Armenians in Poland - Armenians Today

Armenians Today

Most Armenians living in Poland today origins are from the post-Soviet emigration rather than the older Armenian community. After the Soviet Union's collapse thousands of Armenians came to Poland to look for the opportunity to better their life. It is estimated that there are currently between 40,000-80,000 Armenians in Poland today, with only about 8,000 from the so-called 'old emigration'.

The Foundation of Culture and Heritage of Polish Armenians was established by the Ordinary of the Armenian-Catholic rite in Poland, Cardinal Józef Glemp, the Primate of Poland, on April 7, 2006 to care for the books, paintings, religious remnants which were saved from perishing when carried away from Armenian churches situated in the Eastern former parts of Poland captured by the Soviets during World War II.

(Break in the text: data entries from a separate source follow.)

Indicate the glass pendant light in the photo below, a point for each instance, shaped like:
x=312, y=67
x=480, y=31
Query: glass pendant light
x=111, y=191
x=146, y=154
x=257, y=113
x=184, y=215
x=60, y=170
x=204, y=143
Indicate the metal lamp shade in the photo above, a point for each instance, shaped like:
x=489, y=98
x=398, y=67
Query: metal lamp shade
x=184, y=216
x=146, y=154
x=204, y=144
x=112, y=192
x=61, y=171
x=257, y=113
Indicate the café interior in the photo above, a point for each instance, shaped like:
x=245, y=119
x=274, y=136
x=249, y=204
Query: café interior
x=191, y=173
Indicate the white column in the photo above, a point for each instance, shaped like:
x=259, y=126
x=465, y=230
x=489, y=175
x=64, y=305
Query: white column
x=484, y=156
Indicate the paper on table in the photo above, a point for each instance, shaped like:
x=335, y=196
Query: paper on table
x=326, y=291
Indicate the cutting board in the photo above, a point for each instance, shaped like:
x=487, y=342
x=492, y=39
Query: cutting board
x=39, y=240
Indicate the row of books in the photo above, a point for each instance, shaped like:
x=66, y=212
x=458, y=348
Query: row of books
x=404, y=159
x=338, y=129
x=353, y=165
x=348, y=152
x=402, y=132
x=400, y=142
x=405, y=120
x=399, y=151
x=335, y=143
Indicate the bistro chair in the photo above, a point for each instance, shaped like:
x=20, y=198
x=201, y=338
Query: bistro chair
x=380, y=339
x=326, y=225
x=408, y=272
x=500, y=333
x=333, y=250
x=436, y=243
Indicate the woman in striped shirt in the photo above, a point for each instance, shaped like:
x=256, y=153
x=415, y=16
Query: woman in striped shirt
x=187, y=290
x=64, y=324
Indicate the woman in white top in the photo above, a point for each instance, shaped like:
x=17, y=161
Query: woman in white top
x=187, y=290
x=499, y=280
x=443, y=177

The Armenian Rite Catholic Church which had been historically centered in Galicia as well as in the pre-1939 Polish borderlands in the east, now has two primary centers; one in Gdansk, and the other in Gliwice. A number of its members migrated to Sweden, which holds its own chapter (see Catholic Church in Sweden).

There are also now schools in Poland that have recently opened or added on courses that teach Armenian language and culture either on a regular or supplementary basis in Warsaw and Kraków.